I’d had the book since last year and kept thinking the book would be my kind of thing, but it just didn’t work out for me.

Sunday, January 20, 2013

Books in the Mail (W/E 2013-01-19)

The batch of arrivals is even bigger this week now that 2013 is in full swing. Have a look, won’t you?


Dead Things by Stephen Blackmore (DAW, Mass Market Paperback 02/05/2013) – Second novel in two years from Blackmore and refreshingly, this seems to be a stand-alone, or at least not blatantly to his first novel.

Necromancer is such an ugly word, but it's a title Eric Carter is stuck with.

He sees ghosts, talks to the dead. He's turned it into a lucrative career putting troublesome spirits to rest, sometimes taking on even more dangerous things. For a fee, of course.

When he left LA fifteen years ago, he thought he'd never go back. Too many bad memories. Too many people trying to kill him.

But now his sister's been brutally murdered and Carter wants to find out why.

Was it the gangster looking to settle a score? The ghost of a mage he killed the night he left town? Maybe it's the patrion saint of violent death herself, Santa Muerte, who's taken an unusually keen interest in him.

Carter's going to find out who did it, and he's going to make them pay.


First Rider's Call (Green Rider #4) by Kristen Britain (DAW Mass Market Paperback 02/15/2013) – I read the first book, Green Rider in this series years ago, and I think I read book two in hardcover release. This is the fourth and (presumably?) final novel in the sequence?

Read Kristen Britain's blogs and other content on the Penguin Community.

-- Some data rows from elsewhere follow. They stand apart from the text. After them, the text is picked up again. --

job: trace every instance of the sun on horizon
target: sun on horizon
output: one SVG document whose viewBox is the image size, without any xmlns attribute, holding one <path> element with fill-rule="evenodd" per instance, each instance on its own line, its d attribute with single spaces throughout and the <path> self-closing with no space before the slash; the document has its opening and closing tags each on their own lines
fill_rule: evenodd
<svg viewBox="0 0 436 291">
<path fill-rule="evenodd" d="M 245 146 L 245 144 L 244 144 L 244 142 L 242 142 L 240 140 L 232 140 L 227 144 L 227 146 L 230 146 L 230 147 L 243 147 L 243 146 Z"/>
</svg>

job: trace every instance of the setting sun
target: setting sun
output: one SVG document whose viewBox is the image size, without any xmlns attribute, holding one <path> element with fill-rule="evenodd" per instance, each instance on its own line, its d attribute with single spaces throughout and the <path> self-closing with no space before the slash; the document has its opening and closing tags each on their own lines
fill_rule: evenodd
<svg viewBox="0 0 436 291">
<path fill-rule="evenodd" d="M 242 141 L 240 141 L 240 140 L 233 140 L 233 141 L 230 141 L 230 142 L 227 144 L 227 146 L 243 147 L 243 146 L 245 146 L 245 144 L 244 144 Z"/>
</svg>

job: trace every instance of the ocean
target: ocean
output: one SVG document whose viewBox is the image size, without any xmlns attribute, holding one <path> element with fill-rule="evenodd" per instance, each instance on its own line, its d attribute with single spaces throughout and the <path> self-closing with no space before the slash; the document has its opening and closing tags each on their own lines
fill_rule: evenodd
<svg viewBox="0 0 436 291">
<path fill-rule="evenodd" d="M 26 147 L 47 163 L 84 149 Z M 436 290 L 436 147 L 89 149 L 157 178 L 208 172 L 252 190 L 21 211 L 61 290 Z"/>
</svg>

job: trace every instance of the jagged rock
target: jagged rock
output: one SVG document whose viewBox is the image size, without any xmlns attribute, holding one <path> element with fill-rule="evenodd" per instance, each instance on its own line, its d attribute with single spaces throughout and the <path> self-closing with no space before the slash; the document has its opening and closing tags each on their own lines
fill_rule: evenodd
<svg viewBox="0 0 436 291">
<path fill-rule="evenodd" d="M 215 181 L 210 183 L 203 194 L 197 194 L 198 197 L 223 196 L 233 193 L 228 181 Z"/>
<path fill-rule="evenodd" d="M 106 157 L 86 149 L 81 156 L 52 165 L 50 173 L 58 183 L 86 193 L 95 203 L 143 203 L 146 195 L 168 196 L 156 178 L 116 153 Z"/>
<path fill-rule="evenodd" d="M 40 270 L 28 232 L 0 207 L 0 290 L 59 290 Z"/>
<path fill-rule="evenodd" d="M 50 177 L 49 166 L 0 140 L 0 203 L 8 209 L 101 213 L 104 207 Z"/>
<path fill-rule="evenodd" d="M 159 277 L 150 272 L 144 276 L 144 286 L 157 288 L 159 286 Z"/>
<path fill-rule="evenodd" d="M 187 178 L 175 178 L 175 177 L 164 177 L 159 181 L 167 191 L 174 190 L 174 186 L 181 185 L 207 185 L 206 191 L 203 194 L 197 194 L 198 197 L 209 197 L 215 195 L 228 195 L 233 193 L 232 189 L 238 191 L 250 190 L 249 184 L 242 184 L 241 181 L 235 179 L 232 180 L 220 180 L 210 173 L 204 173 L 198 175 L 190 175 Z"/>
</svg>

The long-awaited sequel to Green Rider, First Rider's Call, and The High King's Tomb.

Once a simple student, Karigan G'ladheon finds herself in a world of deadly danger and complex magic, compelled by forces she cannot understand when she becomes a legendary Green Rider-one of the magical messengers of the king. Forced by magic to accept a dangerous fate she would never have chosen, headstrong Karigan has become completely devoted to the king and her fellow Riders.

But now, an insurrection led by dark magicians threatens to break the boundaries of ancient, evil Blackveil Forest-releasing powerful dark magics that have been shut away for a millennium.


The Red Knight (Book 1 of The Traitor Son Cycle #1) by Miles Cameron (Orbit (Hardcover 01/22/2013) – This one’s getting quite a bit of pre-publication buzz. This seems to be RIGHT up my alley. This is the published/final version of the ARC I received in November, and since then, Mark reviewed it enthusiastically for SFFWorld.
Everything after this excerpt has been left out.